Les Bandes Dessinées

Bandes Dessinées (BDs) are a staple of my French holidays. Ever since childhood, I remember walking past the rows and rows of graphic novels in the supermarket. And the thing that got me was that they were just so simply *there*.  Not tucked away in some specialist little shop, or hidden ashamedly round the back of a pillar, or rammed onto a tiny shelf. They were just there. Quite content and proud and ridiculously exciting.

Reading books like this is total detective based fun. My French is wobbly (I can feed and water myself but tenses and more elaborate structures are way out of my ken) but I managed to work out so much from these books. Graphic novels have the intense joy of being read visually as well as textually so even if you just pick out the pictures you get a story. I’m really sad these sort of books weren’t used in my French lessons – I’d have died of happiness if they were. So take a risk! Pick one of them up! If I’d never have badgered my mum to let me have a gorgeous book about unicorns, I’d never have learnt the French word for unicorn* – and that’s a life-skill in itself!

On my most recent holiday to visit family I took the opportunity to pick up a few more titles. I admit there was a point when I stood in the middle of the aisle and shrieked something along the lines of “ONE EURO EACH? COR WHAT A DEAL!” and um maybe elbowed an innocent or two out of the way in my raptures.

And here’s what I found.

Le Missionaire. Number One: Messages by Buscaglia and Crippa I struggle to coherently formulate my love for this book. It starts with an Apocalypse Now-esque flashback of a scarred war veteran who ends up working with the Vatican in order to confirm the legitimacy of miracles. There are nuns (NUNS WITH SECRETS), mysterious villages and some superbly moody artwork. Brilliant.
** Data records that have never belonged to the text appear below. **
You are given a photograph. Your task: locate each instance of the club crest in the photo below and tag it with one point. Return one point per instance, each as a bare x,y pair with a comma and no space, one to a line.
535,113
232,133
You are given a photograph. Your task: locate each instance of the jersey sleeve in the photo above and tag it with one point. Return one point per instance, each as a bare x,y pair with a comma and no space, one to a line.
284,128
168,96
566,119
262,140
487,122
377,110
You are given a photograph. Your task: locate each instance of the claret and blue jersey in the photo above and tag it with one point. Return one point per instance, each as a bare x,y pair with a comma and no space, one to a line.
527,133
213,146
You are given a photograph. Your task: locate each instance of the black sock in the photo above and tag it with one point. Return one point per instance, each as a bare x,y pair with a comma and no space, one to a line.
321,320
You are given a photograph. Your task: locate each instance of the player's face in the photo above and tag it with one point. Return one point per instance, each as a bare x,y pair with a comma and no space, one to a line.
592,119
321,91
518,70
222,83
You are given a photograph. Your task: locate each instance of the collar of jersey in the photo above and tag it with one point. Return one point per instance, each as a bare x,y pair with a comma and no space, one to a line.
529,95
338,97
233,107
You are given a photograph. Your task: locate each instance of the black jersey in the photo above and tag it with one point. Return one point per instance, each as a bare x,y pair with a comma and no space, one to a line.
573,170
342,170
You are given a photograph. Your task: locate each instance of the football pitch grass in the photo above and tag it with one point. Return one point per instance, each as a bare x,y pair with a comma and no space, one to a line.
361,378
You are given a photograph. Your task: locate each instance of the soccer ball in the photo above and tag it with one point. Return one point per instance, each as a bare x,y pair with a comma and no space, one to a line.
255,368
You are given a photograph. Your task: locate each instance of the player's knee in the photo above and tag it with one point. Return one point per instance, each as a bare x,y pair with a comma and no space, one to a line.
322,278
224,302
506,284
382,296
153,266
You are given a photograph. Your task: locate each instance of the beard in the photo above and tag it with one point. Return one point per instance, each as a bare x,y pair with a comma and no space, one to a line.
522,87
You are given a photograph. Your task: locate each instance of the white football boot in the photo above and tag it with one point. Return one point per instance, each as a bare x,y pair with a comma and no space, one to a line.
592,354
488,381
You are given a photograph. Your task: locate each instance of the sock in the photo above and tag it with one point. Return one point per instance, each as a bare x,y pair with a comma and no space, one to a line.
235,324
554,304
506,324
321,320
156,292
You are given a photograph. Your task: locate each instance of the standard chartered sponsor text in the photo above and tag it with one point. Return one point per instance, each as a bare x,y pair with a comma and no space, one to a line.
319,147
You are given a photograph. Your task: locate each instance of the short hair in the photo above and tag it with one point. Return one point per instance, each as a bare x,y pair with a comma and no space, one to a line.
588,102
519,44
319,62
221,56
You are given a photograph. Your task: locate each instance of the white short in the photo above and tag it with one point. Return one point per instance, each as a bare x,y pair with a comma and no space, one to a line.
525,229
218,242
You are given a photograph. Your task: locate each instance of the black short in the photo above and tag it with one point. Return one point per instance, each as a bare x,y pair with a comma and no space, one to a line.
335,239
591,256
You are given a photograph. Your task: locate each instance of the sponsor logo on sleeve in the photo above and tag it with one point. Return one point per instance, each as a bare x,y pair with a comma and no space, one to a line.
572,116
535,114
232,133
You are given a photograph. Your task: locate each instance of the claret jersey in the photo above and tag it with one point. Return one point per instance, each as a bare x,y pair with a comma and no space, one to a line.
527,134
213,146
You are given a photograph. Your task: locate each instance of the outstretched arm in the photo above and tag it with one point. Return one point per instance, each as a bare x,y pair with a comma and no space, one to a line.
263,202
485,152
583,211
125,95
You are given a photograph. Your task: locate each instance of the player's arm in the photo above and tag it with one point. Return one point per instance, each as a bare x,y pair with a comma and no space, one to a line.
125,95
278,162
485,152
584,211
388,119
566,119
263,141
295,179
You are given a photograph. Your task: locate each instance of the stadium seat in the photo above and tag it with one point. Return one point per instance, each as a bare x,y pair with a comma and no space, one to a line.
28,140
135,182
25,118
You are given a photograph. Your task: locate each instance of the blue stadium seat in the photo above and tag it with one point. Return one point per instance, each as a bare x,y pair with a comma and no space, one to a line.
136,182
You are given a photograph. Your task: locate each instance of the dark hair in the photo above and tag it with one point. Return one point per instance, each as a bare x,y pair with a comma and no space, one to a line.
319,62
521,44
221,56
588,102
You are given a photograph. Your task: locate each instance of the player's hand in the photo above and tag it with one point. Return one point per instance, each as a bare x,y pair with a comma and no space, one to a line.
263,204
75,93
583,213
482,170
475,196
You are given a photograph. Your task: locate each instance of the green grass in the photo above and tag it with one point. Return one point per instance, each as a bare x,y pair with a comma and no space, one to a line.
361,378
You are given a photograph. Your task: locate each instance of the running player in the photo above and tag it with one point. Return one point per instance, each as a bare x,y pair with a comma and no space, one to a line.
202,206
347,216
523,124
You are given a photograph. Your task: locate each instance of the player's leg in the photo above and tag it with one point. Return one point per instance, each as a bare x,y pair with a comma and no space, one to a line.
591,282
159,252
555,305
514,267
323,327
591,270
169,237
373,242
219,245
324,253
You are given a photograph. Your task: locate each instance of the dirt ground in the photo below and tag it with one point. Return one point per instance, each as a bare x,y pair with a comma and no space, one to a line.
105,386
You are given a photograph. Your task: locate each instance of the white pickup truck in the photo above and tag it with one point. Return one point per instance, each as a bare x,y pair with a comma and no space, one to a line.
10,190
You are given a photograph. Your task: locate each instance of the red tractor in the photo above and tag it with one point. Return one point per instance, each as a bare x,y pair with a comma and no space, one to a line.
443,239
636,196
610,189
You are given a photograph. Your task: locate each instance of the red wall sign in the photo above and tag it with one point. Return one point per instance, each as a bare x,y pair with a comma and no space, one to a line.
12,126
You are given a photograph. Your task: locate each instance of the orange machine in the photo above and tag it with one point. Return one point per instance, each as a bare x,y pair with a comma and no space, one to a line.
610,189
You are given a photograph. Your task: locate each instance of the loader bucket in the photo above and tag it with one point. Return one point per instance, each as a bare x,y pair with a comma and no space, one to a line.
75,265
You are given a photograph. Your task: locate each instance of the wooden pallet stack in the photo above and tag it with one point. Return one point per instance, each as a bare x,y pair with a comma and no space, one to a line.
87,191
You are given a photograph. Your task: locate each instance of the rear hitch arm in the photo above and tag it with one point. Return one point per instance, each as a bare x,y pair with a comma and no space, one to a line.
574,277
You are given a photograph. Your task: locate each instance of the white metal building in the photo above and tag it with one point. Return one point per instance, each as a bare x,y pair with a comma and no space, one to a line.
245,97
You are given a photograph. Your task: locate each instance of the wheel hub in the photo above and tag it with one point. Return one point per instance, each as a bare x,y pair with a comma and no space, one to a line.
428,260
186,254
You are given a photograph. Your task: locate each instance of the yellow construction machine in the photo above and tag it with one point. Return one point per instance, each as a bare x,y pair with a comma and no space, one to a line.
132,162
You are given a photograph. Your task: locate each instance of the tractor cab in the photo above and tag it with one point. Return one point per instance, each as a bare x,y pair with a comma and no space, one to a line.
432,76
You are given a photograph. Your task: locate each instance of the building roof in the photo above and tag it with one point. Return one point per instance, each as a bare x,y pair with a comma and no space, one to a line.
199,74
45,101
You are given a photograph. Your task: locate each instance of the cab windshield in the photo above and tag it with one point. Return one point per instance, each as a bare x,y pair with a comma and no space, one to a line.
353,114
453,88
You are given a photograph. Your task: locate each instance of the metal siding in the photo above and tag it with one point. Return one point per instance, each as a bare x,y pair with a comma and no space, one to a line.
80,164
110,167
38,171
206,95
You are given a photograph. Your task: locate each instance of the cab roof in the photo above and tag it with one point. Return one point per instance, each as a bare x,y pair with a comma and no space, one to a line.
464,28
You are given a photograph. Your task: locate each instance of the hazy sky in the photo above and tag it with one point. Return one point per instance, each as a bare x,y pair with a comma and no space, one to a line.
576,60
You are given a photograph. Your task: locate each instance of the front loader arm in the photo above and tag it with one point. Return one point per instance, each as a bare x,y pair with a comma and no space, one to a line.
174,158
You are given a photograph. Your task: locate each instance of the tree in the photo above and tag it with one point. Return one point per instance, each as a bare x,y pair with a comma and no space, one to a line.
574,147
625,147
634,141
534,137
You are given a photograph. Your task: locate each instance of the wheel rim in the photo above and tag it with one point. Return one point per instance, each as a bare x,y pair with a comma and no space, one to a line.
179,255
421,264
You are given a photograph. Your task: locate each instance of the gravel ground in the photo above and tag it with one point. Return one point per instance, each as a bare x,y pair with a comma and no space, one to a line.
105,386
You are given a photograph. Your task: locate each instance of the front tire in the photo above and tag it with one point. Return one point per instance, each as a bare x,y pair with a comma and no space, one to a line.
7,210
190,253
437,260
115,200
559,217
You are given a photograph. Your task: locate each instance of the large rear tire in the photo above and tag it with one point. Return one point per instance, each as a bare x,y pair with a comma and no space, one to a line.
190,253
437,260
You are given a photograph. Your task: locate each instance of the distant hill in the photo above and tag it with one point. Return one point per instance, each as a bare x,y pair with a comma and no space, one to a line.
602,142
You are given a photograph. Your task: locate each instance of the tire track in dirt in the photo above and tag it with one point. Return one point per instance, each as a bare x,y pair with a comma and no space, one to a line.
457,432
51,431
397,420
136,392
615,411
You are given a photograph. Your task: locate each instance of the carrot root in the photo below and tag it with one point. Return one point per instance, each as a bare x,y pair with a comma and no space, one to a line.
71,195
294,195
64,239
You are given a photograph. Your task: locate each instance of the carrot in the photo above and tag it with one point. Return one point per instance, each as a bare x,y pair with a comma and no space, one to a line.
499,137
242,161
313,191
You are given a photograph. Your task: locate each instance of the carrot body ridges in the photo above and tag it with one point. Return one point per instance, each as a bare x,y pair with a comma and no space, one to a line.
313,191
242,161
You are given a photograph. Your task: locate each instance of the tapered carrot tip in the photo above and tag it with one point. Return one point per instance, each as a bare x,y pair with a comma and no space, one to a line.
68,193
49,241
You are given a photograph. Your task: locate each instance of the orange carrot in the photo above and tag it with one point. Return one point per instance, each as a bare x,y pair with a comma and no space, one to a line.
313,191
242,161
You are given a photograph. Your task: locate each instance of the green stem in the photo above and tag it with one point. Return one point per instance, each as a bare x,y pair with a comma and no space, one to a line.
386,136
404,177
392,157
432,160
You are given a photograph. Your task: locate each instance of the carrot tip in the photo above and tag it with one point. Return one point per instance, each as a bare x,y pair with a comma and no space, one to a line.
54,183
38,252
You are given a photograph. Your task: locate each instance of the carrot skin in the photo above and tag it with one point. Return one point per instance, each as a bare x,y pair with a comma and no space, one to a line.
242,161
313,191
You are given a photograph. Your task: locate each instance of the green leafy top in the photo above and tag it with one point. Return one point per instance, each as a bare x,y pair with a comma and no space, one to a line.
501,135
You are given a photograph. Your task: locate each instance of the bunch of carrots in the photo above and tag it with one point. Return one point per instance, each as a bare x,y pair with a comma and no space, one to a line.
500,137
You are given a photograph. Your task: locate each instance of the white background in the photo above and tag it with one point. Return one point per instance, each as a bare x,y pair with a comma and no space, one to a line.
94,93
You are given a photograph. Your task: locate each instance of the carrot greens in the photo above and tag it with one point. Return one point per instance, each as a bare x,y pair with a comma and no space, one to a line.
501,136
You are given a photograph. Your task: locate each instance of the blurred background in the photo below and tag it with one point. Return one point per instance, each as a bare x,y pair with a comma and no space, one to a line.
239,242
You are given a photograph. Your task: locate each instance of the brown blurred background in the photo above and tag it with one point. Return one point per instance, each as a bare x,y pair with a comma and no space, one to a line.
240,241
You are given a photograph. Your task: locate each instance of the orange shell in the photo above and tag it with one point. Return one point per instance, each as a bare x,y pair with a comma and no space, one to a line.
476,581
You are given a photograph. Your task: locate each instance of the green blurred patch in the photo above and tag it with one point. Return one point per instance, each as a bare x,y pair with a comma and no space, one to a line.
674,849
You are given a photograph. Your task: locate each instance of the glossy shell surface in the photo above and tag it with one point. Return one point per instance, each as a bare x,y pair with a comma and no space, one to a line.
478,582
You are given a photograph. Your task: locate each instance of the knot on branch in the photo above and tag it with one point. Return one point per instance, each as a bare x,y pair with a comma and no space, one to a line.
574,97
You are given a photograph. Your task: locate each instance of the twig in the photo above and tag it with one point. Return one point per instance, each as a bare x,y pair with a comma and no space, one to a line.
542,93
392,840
Quartier M : Fêlures (1/3) – Par Benjo, Zano et Stéphane Beauverger – Ed. Dupuis

Quartier M : Book 1/3 Felures by Benjo, Zano, Beauverger. This is a dystopian vision of the future drawn in a stunningly evocative manner. It’s quite laconic in places both visually and textually. Essentially (and my French got very iffy on this one), there’s a suburb where the adults are all amnesiacs and as a result of this the kids are running the joint. There’s a more coherent precis available here but even with my wobbly French I fell in love with the relationship between the two central children and the West Side Story-esque interplay between the gangs.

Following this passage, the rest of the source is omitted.